I bless my cousin for paving the difficult way forward. Since I know that in my own life, that would definitely not be the first act of defiance or controversy that I would bring to the table myself in the family.

Religion

When I say religion, I honestly mean that in this case, wars have been started for far less. I have been, as was my cousin, brought up strictly Roman Catholic. And although I have dated men who were not Catholic like myself, circumambulating on the issue, I've come to a decision that I would not settle for anything other than a like-minded person of the same faith. Mind you, I'm not inherently religious myself, but having had experiences with a conflict of faith, it becomes an issue for me when faith turns into a way of life, and a way of life into a waste of time if these two are not aligned.

A friend of a friend of mine with whom I've had this conversation recently said this was a rather biased and bigoted way of thinking.
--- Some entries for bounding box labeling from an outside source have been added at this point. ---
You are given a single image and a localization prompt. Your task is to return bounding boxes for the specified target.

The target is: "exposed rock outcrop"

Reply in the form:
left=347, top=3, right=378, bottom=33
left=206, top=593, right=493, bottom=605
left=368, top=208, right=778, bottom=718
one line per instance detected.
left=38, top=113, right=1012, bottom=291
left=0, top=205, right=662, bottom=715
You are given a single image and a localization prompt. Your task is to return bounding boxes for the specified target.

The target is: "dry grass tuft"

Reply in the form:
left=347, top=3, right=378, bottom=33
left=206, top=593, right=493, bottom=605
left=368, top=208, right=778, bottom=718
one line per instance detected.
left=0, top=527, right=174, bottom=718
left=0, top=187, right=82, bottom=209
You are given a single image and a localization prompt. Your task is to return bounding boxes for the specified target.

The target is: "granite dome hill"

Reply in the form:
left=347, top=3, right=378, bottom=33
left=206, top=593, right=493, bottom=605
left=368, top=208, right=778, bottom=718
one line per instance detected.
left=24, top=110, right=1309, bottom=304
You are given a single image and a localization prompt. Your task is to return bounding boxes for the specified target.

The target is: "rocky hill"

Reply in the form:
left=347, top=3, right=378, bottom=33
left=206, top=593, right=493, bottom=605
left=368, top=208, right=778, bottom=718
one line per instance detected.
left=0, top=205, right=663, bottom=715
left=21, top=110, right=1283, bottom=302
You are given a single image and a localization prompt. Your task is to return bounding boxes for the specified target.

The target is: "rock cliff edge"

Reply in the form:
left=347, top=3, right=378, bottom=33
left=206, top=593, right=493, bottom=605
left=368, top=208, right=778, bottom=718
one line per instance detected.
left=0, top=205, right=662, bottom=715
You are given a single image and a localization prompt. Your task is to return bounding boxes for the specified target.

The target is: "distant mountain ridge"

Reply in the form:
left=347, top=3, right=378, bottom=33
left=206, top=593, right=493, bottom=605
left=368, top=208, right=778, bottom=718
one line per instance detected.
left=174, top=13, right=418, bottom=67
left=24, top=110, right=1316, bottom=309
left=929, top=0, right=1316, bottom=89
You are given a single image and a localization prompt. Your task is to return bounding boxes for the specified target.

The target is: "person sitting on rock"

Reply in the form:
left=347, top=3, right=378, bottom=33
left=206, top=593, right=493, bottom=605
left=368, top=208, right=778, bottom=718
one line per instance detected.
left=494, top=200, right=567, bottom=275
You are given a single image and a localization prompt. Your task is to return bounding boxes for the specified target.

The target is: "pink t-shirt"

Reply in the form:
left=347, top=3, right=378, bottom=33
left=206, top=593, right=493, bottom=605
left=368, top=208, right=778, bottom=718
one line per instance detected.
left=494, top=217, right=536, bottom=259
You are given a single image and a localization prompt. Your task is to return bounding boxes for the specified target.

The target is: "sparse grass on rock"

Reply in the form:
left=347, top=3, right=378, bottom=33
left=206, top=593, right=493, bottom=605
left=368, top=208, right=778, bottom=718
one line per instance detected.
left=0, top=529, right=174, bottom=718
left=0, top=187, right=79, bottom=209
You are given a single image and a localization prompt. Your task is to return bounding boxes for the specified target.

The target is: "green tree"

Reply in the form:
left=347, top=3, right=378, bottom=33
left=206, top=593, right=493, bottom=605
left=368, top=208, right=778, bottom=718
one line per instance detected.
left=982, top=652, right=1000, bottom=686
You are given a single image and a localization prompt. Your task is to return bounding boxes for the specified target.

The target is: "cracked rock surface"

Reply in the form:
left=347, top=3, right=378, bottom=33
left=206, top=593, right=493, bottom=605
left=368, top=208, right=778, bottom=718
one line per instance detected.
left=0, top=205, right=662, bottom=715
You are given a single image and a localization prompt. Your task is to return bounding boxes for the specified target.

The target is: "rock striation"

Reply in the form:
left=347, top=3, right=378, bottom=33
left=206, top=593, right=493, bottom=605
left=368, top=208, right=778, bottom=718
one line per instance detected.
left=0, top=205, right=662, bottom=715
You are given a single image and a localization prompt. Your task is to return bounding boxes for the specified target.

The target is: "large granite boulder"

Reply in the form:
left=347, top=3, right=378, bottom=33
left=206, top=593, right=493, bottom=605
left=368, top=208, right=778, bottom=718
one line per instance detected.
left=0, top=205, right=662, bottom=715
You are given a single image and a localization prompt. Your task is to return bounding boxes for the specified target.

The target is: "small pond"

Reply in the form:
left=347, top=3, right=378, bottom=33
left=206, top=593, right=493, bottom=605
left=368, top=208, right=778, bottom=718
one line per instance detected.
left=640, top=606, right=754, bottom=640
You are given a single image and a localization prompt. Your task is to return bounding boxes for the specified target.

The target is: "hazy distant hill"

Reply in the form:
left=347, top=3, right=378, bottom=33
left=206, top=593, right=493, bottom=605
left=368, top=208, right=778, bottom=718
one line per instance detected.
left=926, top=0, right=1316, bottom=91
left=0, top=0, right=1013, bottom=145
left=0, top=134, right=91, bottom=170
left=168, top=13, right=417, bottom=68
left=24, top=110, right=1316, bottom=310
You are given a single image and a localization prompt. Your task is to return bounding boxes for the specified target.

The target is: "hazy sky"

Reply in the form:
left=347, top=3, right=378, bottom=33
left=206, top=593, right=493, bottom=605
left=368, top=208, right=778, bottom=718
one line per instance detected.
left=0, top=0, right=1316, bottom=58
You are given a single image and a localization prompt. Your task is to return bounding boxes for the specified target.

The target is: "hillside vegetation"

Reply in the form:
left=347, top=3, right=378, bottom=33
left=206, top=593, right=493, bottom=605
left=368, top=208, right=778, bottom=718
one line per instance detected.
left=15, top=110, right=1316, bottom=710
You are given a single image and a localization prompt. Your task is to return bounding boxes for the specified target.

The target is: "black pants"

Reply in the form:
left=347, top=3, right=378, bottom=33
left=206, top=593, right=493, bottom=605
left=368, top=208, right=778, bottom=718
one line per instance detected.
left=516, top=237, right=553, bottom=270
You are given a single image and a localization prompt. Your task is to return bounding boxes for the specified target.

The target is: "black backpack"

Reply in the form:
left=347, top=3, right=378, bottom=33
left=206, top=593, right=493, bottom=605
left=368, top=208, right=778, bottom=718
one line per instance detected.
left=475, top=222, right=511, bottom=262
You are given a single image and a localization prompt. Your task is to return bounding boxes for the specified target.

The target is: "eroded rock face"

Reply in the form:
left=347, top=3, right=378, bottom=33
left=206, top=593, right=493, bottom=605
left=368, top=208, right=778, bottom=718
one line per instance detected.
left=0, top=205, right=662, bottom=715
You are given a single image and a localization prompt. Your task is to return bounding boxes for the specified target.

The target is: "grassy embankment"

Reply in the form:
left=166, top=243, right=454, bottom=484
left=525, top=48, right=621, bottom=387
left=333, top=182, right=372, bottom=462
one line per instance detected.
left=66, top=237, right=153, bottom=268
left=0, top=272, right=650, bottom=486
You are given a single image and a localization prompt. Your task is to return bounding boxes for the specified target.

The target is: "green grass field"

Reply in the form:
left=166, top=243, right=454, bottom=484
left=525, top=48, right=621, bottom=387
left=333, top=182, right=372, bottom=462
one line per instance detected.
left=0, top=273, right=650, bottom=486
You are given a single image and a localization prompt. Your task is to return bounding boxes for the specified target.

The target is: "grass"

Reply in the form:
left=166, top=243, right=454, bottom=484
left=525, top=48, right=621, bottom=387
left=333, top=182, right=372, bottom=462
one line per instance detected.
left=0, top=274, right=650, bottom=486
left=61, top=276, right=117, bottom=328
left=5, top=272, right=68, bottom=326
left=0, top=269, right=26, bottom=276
But in my opinion, this is personal choice. Bigotry would be if I had forced my religion and my way of life on anyone else, take it or leave it. But needing to find someone with values in alignment to mine is simply personal choice, in my opinion. Why waste my time with someone with whom I cannot agree on the simple things?

That said though, the needs of the Roman Catholic faith to necessarily marry and bring up children in the faith inherently strikes me as being rather restrictive in a case like this. In my cousin's perspective, he faces a moral dilemma - if you marry someone else with the same requirement, but of different faith, your children become a perpetually spinning cat in a vacuum with a buttered toast on its back. Is personal choice necessarily even an option anymore?

I'd truly love to see how he's going to solve this one. I know that I'd have no answers and no points of compromise of this one. I've given up far more in terms of relationships for far less than this dilemma.

Social Norms

One thing that I know I'd definitely be blessed to give my kids is a sense of open wisdom when it comes to social norms and structure. I sincerely believe that in the next 10 years, the confines of race, caste, ethnicity, religion, gender and geographies will dissolve and begin to disappear.

I'm living for and dreaming of a world and a society where people are people - global citizens and an encapsulation only of the ideas and dreams that they have, where their minds and speeches become the only currency by which relationships and unions are formed. Where we can see that what we believe in is more similar than different, and recognize that the end of the day, we are standing, perhaps on two sides of the fence, but at least on the same playing field.

Perhaps this is a distant dream. But it is one that has become embroiled with my life the way I live it, in such a way that the lack of its existence is the lack of the fullness of my life in its entirety.